Q: Had you been a big music fan before you started playing?
A: Oh, yeah! My family owned a joint called the Halfway Bar because it was halfway between Hobbs and Carlsbad. My Uncle Clay ended up with all the records [after the Halfway closed in the early ’90s]. He played me everything from Merle Haggard and Bob Wills to Led Zeppelin and the Rolling Stones. Then there was the Waylon and Willie stuff, and Townes Van Zandt. Commander Cody and His Lost Planet Airmen Live from the Armadillo was one of our favorites. I was about 13 when I heard Bob Dylan sing “A Hard Rain’s A-Gonna Fall,” and that changed everything for me.

Q: I was hoping to meet your dog, who’s become a bit of a folk hero among your fans. Where’s Boo?
A: He’s home [in Los Angeles] protecting the kids. He sees that as his job now. He won’t leave them. But he was a great dog to take out on the road. He’s a shepherd, so he was good at rounding up everybody. He’d wake us up in the morning. Plus, when you’re in some sketchy situations out on the road, it’s good to have a big dog with you.

Q: You’ve performed “Wolves” as your character in Yellowstone. Did you write it for the TV show?
A: No, it was inspired by the epidemic of gun violence in this country, and the kids from Parkland, Florida, who organized the March For Our Lives.
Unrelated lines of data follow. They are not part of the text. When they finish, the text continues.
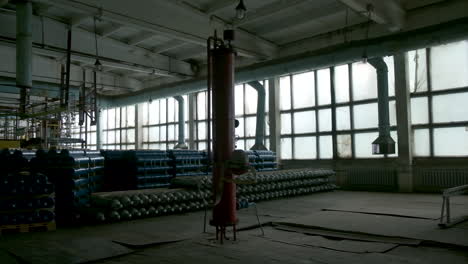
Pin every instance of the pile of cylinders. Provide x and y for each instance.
(117, 206)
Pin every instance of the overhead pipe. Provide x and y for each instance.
(260, 126)
(327, 57)
(24, 51)
(181, 139)
(384, 144)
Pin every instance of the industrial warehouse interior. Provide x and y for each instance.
(233, 131)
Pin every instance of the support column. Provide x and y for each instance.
(181, 123)
(98, 129)
(138, 128)
(274, 117)
(260, 126)
(403, 104)
(192, 110)
(24, 51)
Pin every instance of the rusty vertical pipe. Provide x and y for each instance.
(67, 84)
(24, 51)
(224, 211)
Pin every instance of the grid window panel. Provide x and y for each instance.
(305, 148)
(450, 107)
(285, 93)
(449, 65)
(451, 142)
(304, 122)
(323, 83)
(342, 83)
(304, 90)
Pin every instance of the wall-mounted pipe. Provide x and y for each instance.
(384, 144)
(343, 53)
(260, 126)
(24, 51)
(181, 139)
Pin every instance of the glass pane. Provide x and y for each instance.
(131, 116)
(366, 116)
(163, 110)
(342, 84)
(323, 82)
(450, 107)
(154, 113)
(421, 143)
(449, 65)
(450, 141)
(364, 145)
(239, 131)
(285, 93)
(250, 125)
(239, 100)
(285, 124)
(124, 136)
(305, 148)
(303, 90)
(325, 120)
(111, 137)
(251, 96)
(344, 146)
(201, 130)
(343, 118)
(249, 143)
(267, 94)
(419, 110)
(124, 117)
(286, 148)
(163, 133)
(171, 132)
(131, 135)
(391, 75)
(304, 122)
(144, 134)
(171, 104)
(153, 134)
(364, 81)
(392, 113)
(326, 147)
(240, 144)
(201, 106)
(111, 118)
(417, 69)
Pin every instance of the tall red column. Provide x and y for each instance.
(224, 211)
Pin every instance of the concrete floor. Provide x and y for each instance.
(333, 227)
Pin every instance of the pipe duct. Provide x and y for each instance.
(24, 51)
(181, 140)
(384, 144)
(260, 126)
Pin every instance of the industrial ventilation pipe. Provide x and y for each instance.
(181, 140)
(384, 144)
(24, 51)
(260, 126)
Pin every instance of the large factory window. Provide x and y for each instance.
(438, 78)
(307, 111)
(160, 123)
(118, 128)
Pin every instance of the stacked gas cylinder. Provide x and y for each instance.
(116, 206)
(187, 163)
(26, 197)
(76, 174)
(262, 160)
(137, 169)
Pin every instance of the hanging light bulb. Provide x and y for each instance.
(97, 65)
(240, 10)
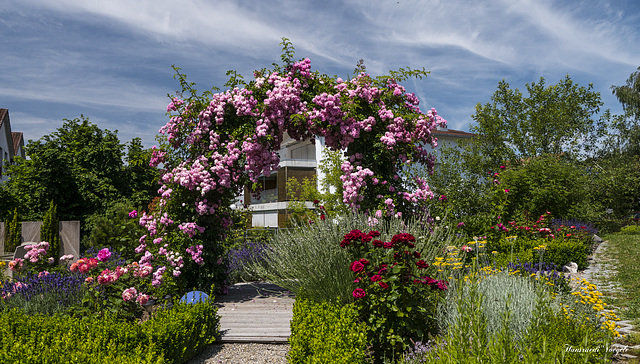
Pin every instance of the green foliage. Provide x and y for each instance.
(559, 251)
(60, 339)
(81, 168)
(500, 293)
(502, 318)
(546, 183)
(613, 184)
(326, 333)
(114, 228)
(12, 232)
(629, 94)
(395, 296)
(630, 230)
(550, 120)
(184, 330)
(50, 232)
(309, 261)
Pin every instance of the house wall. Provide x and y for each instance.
(6, 147)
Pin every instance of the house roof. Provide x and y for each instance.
(4, 113)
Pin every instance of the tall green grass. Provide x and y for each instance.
(309, 261)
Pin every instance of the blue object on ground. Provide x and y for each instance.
(194, 297)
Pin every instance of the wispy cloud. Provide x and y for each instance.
(111, 59)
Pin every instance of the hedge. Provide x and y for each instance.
(170, 336)
(326, 333)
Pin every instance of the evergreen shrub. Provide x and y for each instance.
(327, 333)
(171, 336)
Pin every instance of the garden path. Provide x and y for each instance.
(255, 312)
(601, 272)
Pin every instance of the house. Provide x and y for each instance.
(11, 144)
(301, 159)
(298, 159)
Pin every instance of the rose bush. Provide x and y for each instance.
(215, 144)
(395, 294)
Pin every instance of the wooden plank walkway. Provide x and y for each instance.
(255, 313)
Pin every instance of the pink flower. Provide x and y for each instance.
(104, 255)
(142, 299)
(359, 293)
(357, 266)
(129, 294)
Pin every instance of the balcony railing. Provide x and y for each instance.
(266, 196)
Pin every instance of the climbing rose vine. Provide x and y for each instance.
(216, 143)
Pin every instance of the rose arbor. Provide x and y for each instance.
(217, 143)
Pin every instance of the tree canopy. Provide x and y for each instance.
(548, 120)
(216, 143)
(82, 169)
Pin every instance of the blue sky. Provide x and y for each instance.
(111, 60)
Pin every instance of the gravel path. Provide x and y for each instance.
(232, 353)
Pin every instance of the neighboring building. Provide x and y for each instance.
(297, 159)
(11, 144)
(301, 160)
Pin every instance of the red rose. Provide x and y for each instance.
(357, 267)
(359, 293)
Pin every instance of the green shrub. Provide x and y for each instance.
(183, 330)
(12, 233)
(114, 228)
(50, 232)
(309, 261)
(631, 230)
(171, 336)
(503, 318)
(326, 333)
(499, 294)
(559, 251)
(608, 226)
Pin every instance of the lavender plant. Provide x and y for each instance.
(542, 270)
(43, 293)
(240, 258)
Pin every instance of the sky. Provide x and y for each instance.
(111, 61)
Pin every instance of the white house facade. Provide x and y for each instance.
(11, 144)
(301, 159)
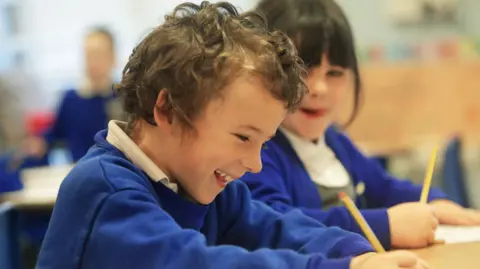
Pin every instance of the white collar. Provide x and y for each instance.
(319, 160)
(118, 138)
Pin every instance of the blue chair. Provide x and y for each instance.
(9, 238)
(453, 178)
(9, 179)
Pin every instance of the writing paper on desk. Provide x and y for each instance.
(458, 234)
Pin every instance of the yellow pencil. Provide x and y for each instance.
(428, 177)
(352, 208)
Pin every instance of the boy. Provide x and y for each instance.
(157, 191)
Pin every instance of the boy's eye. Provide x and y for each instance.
(243, 138)
(335, 73)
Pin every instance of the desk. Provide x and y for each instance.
(452, 256)
(41, 187)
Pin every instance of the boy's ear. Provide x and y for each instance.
(163, 111)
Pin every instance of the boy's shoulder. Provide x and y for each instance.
(103, 172)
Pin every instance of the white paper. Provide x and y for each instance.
(458, 234)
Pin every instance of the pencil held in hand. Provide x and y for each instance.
(352, 208)
(428, 177)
The way I saw grown men and women respond to these kids with hateful rhetoric had me thinking about the bullies I had growing up.

Q: Why did you and your wife decide to start your own label—Axster Bingham Records—in 2012? This was not long after the Academy Award for “The Weary Kind.”
A: At the time I was getting a lot of pressure to do stuff like American Idol, and I refused to do it. So my management dropped me. Then the Lost Highway label went under and became a part of Universal. The people who had been behind me were all gone. Anna and I had already been handling everything on the road, and the head of Lost Highway saw that. He said, “There’s this new thing starting up in Nashville called Thirty Tigers, and they’ll handle your distribution. You can own your masters and just put out your records on your own.” It’s worked out pretty well.
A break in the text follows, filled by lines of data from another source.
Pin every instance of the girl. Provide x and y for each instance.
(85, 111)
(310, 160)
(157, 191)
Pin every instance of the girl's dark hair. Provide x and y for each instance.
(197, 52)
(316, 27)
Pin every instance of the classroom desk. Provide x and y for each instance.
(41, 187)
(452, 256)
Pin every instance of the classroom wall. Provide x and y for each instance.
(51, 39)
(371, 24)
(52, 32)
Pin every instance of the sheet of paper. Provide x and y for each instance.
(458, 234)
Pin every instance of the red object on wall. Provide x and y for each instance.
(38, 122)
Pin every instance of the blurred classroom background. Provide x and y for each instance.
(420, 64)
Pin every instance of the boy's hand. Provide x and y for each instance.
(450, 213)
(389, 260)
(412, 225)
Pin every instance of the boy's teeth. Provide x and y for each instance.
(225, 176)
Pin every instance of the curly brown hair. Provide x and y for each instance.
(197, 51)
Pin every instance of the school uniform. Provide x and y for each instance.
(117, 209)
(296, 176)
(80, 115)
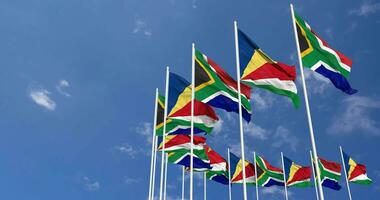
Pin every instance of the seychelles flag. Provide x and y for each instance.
(330, 174)
(259, 70)
(356, 173)
(296, 175)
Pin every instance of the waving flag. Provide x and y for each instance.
(296, 175)
(217, 88)
(182, 157)
(259, 70)
(320, 57)
(330, 174)
(267, 175)
(160, 114)
(179, 105)
(356, 173)
(237, 170)
(218, 171)
(180, 141)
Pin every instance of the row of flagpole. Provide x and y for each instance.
(163, 177)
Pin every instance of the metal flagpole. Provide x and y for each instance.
(229, 175)
(204, 186)
(345, 172)
(183, 182)
(166, 175)
(315, 180)
(153, 148)
(257, 184)
(240, 110)
(314, 147)
(283, 168)
(192, 119)
(154, 166)
(164, 134)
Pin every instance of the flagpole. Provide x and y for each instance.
(166, 175)
(315, 180)
(314, 147)
(345, 172)
(153, 149)
(164, 133)
(154, 166)
(192, 118)
(257, 184)
(240, 110)
(204, 186)
(229, 175)
(285, 183)
(183, 182)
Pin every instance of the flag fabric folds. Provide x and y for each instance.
(217, 88)
(218, 171)
(296, 175)
(180, 141)
(237, 170)
(356, 173)
(317, 55)
(179, 107)
(330, 173)
(267, 175)
(160, 114)
(259, 70)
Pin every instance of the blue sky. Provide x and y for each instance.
(78, 78)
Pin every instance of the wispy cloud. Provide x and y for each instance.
(127, 149)
(62, 85)
(42, 98)
(91, 185)
(355, 115)
(142, 27)
(366, 8)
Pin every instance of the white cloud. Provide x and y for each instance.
(62, 84)
(283, 137)
(356, 116)
(126, 149)
(142, 27)
(91, 185)
(366, 8)
(41, 97)
(256, 131)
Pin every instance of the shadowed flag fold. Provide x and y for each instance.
(356, 173)
(259, 70)
(296, 175)
(317, 55)
(217, 88)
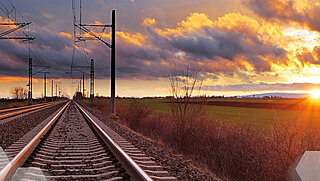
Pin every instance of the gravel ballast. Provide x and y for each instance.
(13, 130)
(175, 165)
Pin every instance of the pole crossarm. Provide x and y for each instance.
(77, 66)
(97, 25)
(80, 71)
(41, 71)
(17, 38)
(7, 24)
(92, 34)
(21, 25)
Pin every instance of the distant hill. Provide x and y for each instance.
(284, 95)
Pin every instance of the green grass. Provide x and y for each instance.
(4, 105)
(257, 116)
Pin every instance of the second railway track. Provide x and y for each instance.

Q: A theme throughout your songs is trying to find your way home, or at least to a place where you feel whole. Do you think you’ve gotten there?
A: I do, finally. Having children will do that for you. When I met my wife we were both vagabonds, just roaming around the country. Then we got a place in LA, and it was the first time I ever had my name on a lease. I had an address! That was big to me. When we got the keys and went inside, I just cried. I felt secure, finally.

Q: What’s next for you, musically?
A: I want to make an all-acoustic solo record, just me and the guitar and a bunch of new songs. When I started, my songs were based on my experiences as a kid in West Texas and New Mexico, but in the last 15 years I’ve gone from LA to New York and every town in between. I’ve got a new perspective. These days I have to think, “How does a kid in Pittsburgh, maybe a steelworker, relate to this song?” After my daughter was born [in 2015], it became less about me writing songs about my problems and more writing about other things I see in the world.


Keep up with Ryan Bingham at ryanbingham.com. Plans for Bingham’s second annual Western Music Festival in Luckenbach this June were stymied over COVID-19 concerns. He plans to bring the event back in 2021.